Improvement of microvibration prediction and verification methods
The objectives of this activity are to improve key points of microvibration prediction and verification methodology for spacecraft. The main aspects are the modelling of disturbances in structural analysis, the analysis methods in frequency and time domains and the verification methods.
This activity is split in different parts focusing on various aspects of the overall methodology: 1) Models and structural analysis development, fidelity and coupling: Noise source models are the starting point of microvibration analysis. Some sources are well known and modelled (e.g. Reaction wheel) but others still require some development. In particular, cryo-cooler and stepper motors models are often key to microvibration performance but are generally based on black-box models coming from test characterization without a model representation of the physical phenomena. The source model fidelity shall also be improved (including potential non-linearities, actuators, sensors, controllers...) and verified against test characterization.

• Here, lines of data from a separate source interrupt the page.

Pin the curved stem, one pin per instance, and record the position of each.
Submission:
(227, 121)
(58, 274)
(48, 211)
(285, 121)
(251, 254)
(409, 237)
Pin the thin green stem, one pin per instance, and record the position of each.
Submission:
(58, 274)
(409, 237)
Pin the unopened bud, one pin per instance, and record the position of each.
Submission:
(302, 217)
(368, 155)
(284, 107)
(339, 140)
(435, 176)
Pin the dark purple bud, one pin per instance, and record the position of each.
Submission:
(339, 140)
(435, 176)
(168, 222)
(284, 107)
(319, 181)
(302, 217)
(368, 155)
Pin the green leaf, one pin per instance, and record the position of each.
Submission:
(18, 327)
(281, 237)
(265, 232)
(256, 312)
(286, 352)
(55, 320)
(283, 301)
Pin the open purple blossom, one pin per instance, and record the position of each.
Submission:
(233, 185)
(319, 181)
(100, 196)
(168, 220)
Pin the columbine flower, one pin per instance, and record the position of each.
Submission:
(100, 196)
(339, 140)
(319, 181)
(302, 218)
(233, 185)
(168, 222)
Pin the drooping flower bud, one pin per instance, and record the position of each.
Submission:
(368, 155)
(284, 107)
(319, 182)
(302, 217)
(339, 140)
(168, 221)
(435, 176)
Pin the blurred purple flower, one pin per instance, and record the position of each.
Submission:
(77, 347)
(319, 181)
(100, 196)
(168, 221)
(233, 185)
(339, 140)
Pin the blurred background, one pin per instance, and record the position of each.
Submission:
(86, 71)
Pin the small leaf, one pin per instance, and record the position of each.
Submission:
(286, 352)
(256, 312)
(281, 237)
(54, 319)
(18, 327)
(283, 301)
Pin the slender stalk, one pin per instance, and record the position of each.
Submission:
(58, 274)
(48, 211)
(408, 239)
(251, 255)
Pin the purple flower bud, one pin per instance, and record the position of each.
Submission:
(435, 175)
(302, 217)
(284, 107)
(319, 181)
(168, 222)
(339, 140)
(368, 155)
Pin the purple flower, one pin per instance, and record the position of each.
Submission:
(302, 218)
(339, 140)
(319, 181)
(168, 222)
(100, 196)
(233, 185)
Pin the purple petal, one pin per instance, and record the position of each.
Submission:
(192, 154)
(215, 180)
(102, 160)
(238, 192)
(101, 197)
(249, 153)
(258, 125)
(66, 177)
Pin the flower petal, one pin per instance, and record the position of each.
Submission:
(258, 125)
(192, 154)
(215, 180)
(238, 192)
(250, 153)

The coupling of these models to the S/C model (usually FEM) is also a key aspect driving the way the source model will be developed. This coupling shall be improved and more standardized. 2) Prediction analysis methods: in the frequency domain (which remains the main domain of analysis), an improvement of summation rules of microvibration contributors associated to disturbances degrees of freedom, harmonics, and combination of simultaneous sources is necessary. The objective is a better estimation of the statistical confidence level of the microvibration performance metric using realistic ways of combining the above-mentioned contributors In the time domain, a more systematic method to derive state-space models (e.g. modal state-space for the S/C structure, linearised state-space models for some noise sources) and the way to couple them efficiently shall be put in place. Use of multi-body dynamic formulation for some mechanism shall also be explored to be able to model accurately the underlying physical phenomena (linked to point 1) 3) Microvibration testing techniques: Microvibration testing at payload or system level is usually limited due to external background noise, MGSE limitations, configuration setup. This usually prevents real end-to-end testing and is leading to simplified testing configuration (e.g. transfer function measurements, reduced number of measurements...). Improving the end-to-end verification of the microvibration performance based on these simplified testing combined with dedicated analyses is also considered necessary.